Les Habiles

Vieillir et habiter autrement

Arbre de vie, vu par Gustav Klimt

Mémoire d’architecture : quelles solutions pour vieillir chez soi ?

Amélie Garreau, architecte, a rédigé en 2017 un mémoire qui cherchait à répondre à cette interrogation toujours plus d’actualité : quelles solutions pour vieillir chez soi, entouré et sans placement en établissement ?

Ce travail de recherche, d’entretiens, de visite… permet dans un premier temps de redéfinir l’impact de l’avancée en âge dans notre rapport au monde puis de faire émerger de l’analyse d’une petite dizaine d’habitats grenoblois des points d’attentions importants. Vous n’y trouverez pas de solutions clés en main mais une mise en perspective des possibles, des idées, qui vous permettront de regarder l’avenir avec espérance.

Voir le Mémoire de Amélie Garreau (46M à télécharger)

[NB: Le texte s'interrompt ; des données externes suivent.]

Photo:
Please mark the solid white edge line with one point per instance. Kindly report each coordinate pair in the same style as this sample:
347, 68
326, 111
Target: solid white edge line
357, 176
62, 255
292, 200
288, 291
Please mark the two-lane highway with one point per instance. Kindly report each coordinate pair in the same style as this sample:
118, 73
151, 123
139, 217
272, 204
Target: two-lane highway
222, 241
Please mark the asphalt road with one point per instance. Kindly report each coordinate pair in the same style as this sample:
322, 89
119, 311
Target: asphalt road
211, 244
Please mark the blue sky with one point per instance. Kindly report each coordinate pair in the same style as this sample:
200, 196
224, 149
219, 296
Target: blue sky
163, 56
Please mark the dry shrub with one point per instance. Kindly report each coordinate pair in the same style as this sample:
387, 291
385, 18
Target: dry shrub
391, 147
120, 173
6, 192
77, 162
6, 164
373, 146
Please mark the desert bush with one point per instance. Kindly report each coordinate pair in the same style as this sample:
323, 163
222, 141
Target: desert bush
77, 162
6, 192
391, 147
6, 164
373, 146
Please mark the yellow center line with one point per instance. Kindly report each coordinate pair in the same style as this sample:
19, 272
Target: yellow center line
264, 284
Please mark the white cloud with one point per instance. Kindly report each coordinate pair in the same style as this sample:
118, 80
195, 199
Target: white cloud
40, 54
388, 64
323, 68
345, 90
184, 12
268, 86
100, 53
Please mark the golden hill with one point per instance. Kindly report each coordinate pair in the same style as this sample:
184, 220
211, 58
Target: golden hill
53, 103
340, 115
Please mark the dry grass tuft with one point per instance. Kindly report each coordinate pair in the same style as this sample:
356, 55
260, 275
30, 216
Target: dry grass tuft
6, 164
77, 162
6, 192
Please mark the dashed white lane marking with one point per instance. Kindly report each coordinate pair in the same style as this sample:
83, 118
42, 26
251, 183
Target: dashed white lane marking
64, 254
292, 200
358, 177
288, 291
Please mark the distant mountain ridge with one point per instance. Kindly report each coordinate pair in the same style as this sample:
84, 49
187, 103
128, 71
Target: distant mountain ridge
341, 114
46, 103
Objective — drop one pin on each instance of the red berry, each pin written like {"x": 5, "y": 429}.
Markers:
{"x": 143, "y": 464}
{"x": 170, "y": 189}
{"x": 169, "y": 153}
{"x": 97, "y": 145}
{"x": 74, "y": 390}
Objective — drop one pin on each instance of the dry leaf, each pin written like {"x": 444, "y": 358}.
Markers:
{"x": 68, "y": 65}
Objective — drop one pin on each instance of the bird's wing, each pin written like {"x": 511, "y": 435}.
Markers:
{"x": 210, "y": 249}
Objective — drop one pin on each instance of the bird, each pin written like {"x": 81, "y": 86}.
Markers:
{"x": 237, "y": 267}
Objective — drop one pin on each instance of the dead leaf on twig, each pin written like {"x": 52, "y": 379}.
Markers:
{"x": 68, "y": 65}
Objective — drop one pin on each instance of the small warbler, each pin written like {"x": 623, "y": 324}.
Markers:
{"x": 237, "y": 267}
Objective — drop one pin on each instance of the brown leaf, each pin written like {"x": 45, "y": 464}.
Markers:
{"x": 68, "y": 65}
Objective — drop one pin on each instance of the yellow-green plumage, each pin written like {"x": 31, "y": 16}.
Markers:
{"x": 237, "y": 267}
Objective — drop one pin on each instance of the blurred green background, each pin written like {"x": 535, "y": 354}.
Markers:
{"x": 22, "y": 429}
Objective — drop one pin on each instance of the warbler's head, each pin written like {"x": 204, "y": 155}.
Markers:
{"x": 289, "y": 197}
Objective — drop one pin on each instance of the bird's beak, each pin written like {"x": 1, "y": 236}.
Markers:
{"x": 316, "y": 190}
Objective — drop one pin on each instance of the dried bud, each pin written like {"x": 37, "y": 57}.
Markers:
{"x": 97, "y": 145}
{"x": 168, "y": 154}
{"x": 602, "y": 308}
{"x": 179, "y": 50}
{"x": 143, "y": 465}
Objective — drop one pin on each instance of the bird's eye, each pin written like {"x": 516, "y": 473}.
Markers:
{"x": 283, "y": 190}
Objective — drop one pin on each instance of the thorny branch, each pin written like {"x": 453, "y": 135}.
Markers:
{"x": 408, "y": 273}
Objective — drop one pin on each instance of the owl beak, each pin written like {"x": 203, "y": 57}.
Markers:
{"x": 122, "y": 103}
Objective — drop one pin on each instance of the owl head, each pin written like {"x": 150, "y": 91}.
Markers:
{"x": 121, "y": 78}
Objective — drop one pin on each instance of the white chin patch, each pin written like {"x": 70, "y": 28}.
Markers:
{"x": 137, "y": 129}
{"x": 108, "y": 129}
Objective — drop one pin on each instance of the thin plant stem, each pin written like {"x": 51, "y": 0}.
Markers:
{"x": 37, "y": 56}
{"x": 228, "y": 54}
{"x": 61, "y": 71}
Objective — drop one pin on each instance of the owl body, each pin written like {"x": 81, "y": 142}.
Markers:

Thèse en lien avec l’habitat participatif

Ivan Mazel, architecte, a soutenu en partenariat avec le laboratoire Architecture Environnement et Cultures Constructives de l’ENSA Grenoble une thèse à l’automne 2017, intitulée Habitation écologique et dispersion bâtie : les « habitats alternatifs » comme expérimentations pour des transitions socioécologiques en territoires de moyenne montagne.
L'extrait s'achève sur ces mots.